Concentration Measurement

Measurement of concentration of a known substance is the simplest kind of spectroscopic measurement. If you know molar extinction coefficient at any wavelength you can find concentration of sample according to Beer-Lambert law. Typically, extinction coefficients are listed for wavelength of maximal absorption.

When determining concentration it is important to subtract background absorption or to ensure that other substances do not absorb at particular wavelength.

Practical steps:

• Tryptophan:

  Abbreviation: Trp or Y
  Molecular mass: 204.2 Dalton

  1.0 M solution is 204.2 g/l or 204.2 mg/ml
  10.0 mM = 0.01 M = 2.042 mg/ml

  Measure Trp solid between 2 and 6 mg; dissolve in 2 ml of water.
  If necessary add 4-10 ml of concentrated (5 M) NaOH to increase solubility of Trp.

  Prepare 2 ml of approximately  10 mM stock solution of tryptophan (Trp) in water. Ensure that sample is fully dissolved.

• Familiarize yourself with operation of HPSpec. Turn on the spectrometer and both deuterium and tungsten lamps, allow to warm up for 20 min.

• Use quartz 1cm square cuvette. Be careful – cuvettes are fragile.  Using pipette place 2 ml of water in the cuvette. Check HP settings and measure blank as described in HPSpec section.
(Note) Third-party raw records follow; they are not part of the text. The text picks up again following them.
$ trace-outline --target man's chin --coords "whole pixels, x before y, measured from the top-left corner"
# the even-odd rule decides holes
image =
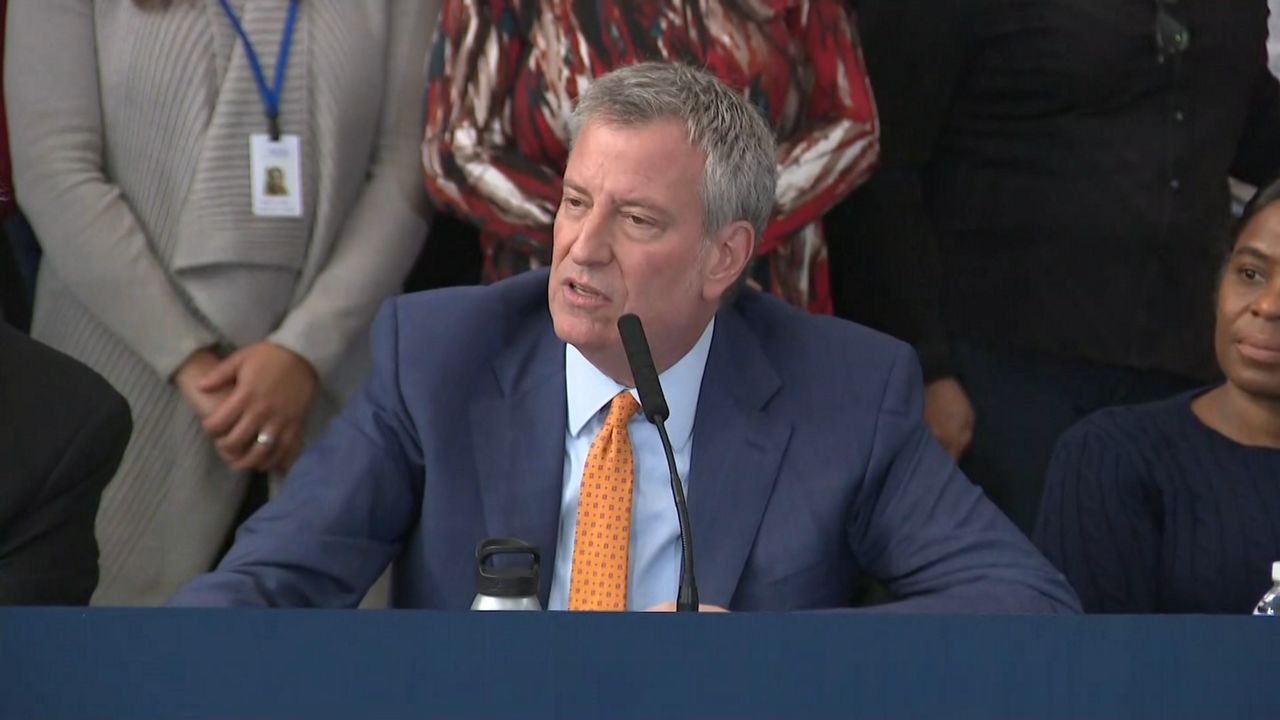
[[[556,337],[561,342],[567,343],[578,348],[583,354],[597,352],[607,347],[617,335],[614,330],[611,336],[608,333],[610,329],[603,322],[595,322],[577,317],[562,317],[552,315],[552,325],[555,328]]]

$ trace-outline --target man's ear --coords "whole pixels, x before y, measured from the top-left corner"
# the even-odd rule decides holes
[[[756,231],[745,220],[729,223],[716,231],[707,248],[706,268],[703,272],[702,295],[707,300],[719,300],[733,287],[751,262],[755,249]]]

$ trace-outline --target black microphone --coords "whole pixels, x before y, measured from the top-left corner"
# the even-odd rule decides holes
[[[618,334],[622,336],[622,348],[627,353],[631,377],[640,395],[640,408],[649,422],[658,428],[662,449],[667,453],[667,469],[671,471],[671,497],[676,503],[676,518],[680,522],[680,591],[676,597],[676,612],[698,612],[698,584],[693,578],[693,531],[689,527],[689,504],[684,499],[684,486],[680,484],[680,471],[676,470],[676,454],[667,436],[666,420],[671,415],[667,399],[658,382],[658,370],[653,366],[653,354],[644,336],[640,318],[627,313],[618,318]]]

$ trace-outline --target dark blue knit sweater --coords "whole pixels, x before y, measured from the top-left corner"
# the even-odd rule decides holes
[[[1034,539],[1087,612],[1247,613],[1280,560],[1280,450],[1191,411],[1110,408],[1059,440]]]

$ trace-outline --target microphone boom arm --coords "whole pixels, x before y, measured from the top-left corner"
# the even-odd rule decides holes
[[[667,455],[667,469],[671,472],[671,498],[675,501],[676,520],[680,524],[680,586],[676,596],[676,612],[698,612],[698,584],[693,575],[693,529],[689,523],[689,504],[685,500],[680,471],[676,469],[676,454],[667,435],[667,417],[671,414],[667,399],[662,394],[658,370],[653,364],[649,341],[644,335],[640,318],[628,313],[618,318],[618,335],[626,351],[627,364],[631,367],[631,379],[640,396],[644,416],[658,428],[658,438]]]
[[[676,504],[676,520],[680,523],[680,593],[676,596],[676,612],[698,612],[698,584],[693,575],[693,531],[689,527],[689,504],[684,497],[684,485],[680,471],[676,469],[676,455],[667,437],[667,423],[656,418],[658,437],[667,452],[667,469],[671,471],[671,497]]]

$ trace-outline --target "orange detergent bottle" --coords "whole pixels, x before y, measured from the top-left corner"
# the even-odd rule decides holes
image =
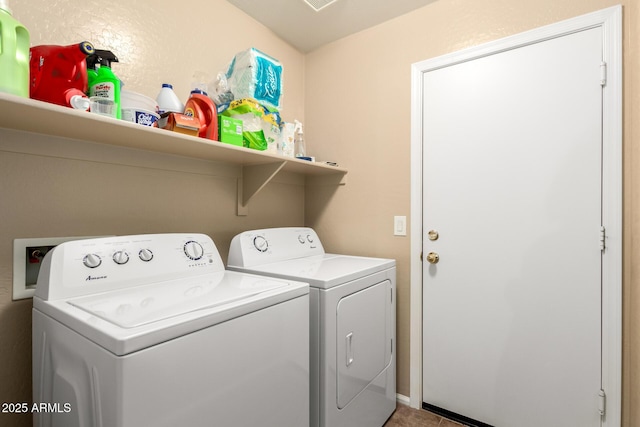
[[[206,92],[199,89],[191,91],[184,105],[184,114],[200,120],[200,138],[218,140],[218,109]]]

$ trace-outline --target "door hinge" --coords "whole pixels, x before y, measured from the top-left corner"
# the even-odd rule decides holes
[[[607,395],[604,390],[600,390],[598,392],[598,412],[600,412],[601,416],[604,416],[607,411]]]
[[[422,262],[422,252],[420,252],[420,262]]]
[[[607,233],[604,226],[600,226],[600,250],[604,252],[606,245],[605,239],[607,238]]]
[[[606,85],[607,85],[607,63],[603,61],[600,63],[600,86],[606,86]]]

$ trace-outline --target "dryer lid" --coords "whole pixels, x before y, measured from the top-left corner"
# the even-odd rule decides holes
[[[393,259],[323,254],[249,268],[231,266],[229,268],[271,277],[299,280],[307,282],[315,288],[328,289],[395,267],[395,265],[396,262]]]

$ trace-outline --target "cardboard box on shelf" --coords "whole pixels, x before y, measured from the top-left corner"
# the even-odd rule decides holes
[[[165,113],[158,120],[158,127],[185,135],[198,136],[200,120],[181,113]]]

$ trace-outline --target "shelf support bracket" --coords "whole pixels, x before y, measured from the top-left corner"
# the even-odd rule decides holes
[[[238,216],[249,214],[249,200],[258,194],[286,164],[286,161],[282,161],[242,166],[242,176],[238,179]]]

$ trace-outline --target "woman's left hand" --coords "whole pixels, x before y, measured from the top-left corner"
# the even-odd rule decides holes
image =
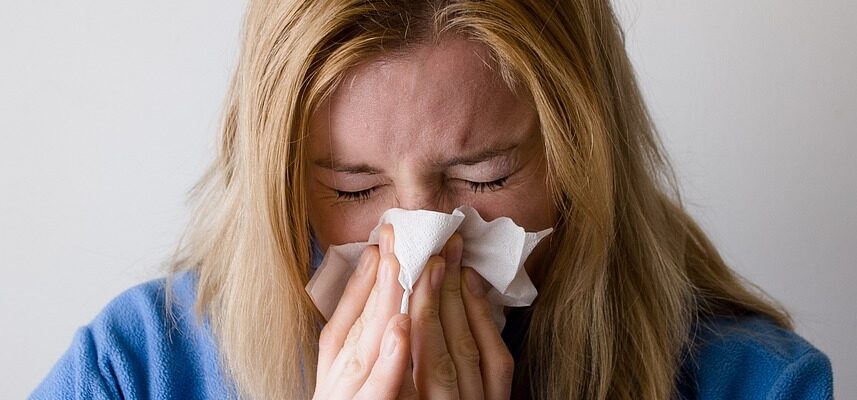
[[[416,391],[428,399],[508,399],[514,359],[492,318],[487,283],[461,266],[462,249],[453,235],[411,296]]]

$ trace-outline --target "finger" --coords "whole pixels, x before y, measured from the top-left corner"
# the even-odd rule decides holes
[[[375,296],[370,294],[369,301],[360,315],[365,329],[357,344],[371,361],[377,357],[387,321],[401,311],[404,292],[399,284],[399,261],[393,254],[393,226],[383,225],[379,239],[381,262],[378,266],[378,279],[372,289]]]
[[[363,251],[357,268],[348,278],[348,284],[345,286],[336,310],[321,330],[318,338],[316,382],[324,382],[330,365],[336,359],[348,332],[366,305],[372,286],[375,285],[378,257],[376,246],[369,246]]]
[[[420,396],[417,393],[417,387],[414,386],[414,367],[409,366],[405,372],[405,380],[402,382],[402,387],[399,388],[398,400],[416,400]]]
[[[455,364],[447,351],[438,316],[444,268],[443,257],[431,257],[411,295],[414,385],[421,398],[458,398]]]
[[[385,243],[391,238],[383,236],[391,235],[392,229],[382,232],[382,243]],[[375,285],[326,376],[325,390],[332,390],[337,397],[352,396],[363,385],[378,358],[387,323],[399,313],[402,299],[402,286],[398,283],[399,263],[390,246],[382,244],[380,248],[382,254]],[[328,382],[333,382],[335,387],[331,388]]]
[[[462,268],[464,307],[470,331],[482,359],[482,384],[486,399],[508,399],[512,391],[515,360],[506,347],[486,297],[488,284],[472,268]]]
[[[387,323],[381,352],[372,372],[366,378],[363,387],[354,396],[355,399],[395,399],[408,377],[410,360],[411,320],[406,314],[397,314]]]
[[[463,399],[481,399],[482,373],[479,366],[479,348],[470,333],[464,302],[461,300],[461,235],[454,234],[447,241],[444,253],[446,271],[440,291],[440,324],[446,339],[446,348],[455,363],[458,393]]]

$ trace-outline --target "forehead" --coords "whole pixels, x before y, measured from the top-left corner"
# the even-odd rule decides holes
[[[347,71],[312,116],[310,153],[347,161],[433,160],[502,147],[532,133],[529,96],[501,79],[487,49],[465,40],[420,46]]]

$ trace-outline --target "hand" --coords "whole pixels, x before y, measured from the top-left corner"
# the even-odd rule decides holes
[[[379,251],[380,249],[380,251]],[[393,229],[381,229],[348,280],[319,338],[315,399],[394,399],[410,360],[411,320],[399,314],[402,286]]]
[[[487,284],[461,267],[462,249],[454,234],[445,258],[432,257],[414,287],[414,384],[421,398],[508,399],[514,359],[492,318]]]

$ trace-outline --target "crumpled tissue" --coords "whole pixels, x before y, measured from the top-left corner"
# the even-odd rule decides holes
[[[335,245],[327,249],[321,265],[306,286],[325,318],[330,319],[336,309],[363,250],[378,244],[383,224],[393,225],[393,253],[399,260],[399,283],[404,289],[402,313],[408,312],[413,287],[428,259],[440,253],[452,234],[459,232],[464,241],[461,265],[473,268],[491,285],[488,301],[501,330],[505,325],[504,306],[528,306],[536,298],[538,292],[524,269],[524,262],[539,241],[553,231],[548,228],[526,232],[508,217],[486,222],[467,205],[456,208],[452,214],[389,209],[381,216],[367,242]]]

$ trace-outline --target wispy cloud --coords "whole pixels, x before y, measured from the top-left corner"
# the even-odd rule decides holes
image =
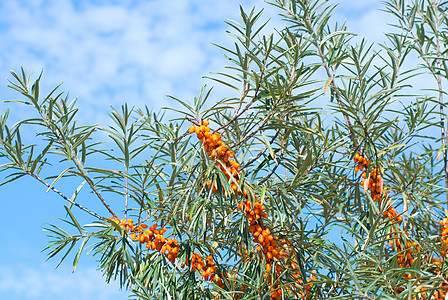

• Add 50 ml of Trp stock solution, mix. Mixing can be done using magnetic stirring bar, by repetitive withdrawing and dispensing 1 ml of solution using pipette, or by covering cuvette with parafilm and inverting it several time while holding parafilm down with your thumb. Before trying inversion method practice first using plastic cuvette and water.

• Coefficient of molar extinction for Trp at 279 nm is 5.57 mM^-1cm^-1;
  Actual reading is 1.47 A.U.
  Concentration in the cuvette is:
  C = 1.47 A.U. ÷ 5.57 mM^-1cm^-1 ÷ 1 cm = 0.264 mM

  0.05 ml of stock solution was diluted with 2.0 ml to a total volume of 2.05 ml or by a factor of 2.05 ÷ 0.05 = 41;Concentration of Trp in the stock before dilution is 0.264 mM × 41 = 10.8 mM.

  Replace cuvette in spectrophotometer and measure spectrum.

• After measurement is complete click on the spectrum trace and move arrow cursor to point at maximal absorption (279 nm). In the status bar read absorption value (O.D., optical density) at this position.

• Calculate actual concentration of the sample using molar extinction coefficient of 5.57 mM^-1cm^-1 at 279 nm.   

• Current concentration is 10.8 mM;
  Desired concentration is 10.0 mM;
  Required dilution is 10.8/10.0 = 1.08 times.

  2.0 ml should be diluted to final volume of 2.0 ml × 1.08 = 2.16 ml
  0.16 ml should be added to 2.0 ml to dilute stock to 10.0 mM

  Dilute stock solution to 10.0 mM concentration with deionized water.  If concentration was found to be below 10 mM, dilute to 5.0 mM.

• Repeat measurement of stock solution with new concentration; confirm that measured concentration is as expected.

• Cover /close stock solution container and label with  composition, date and your initials.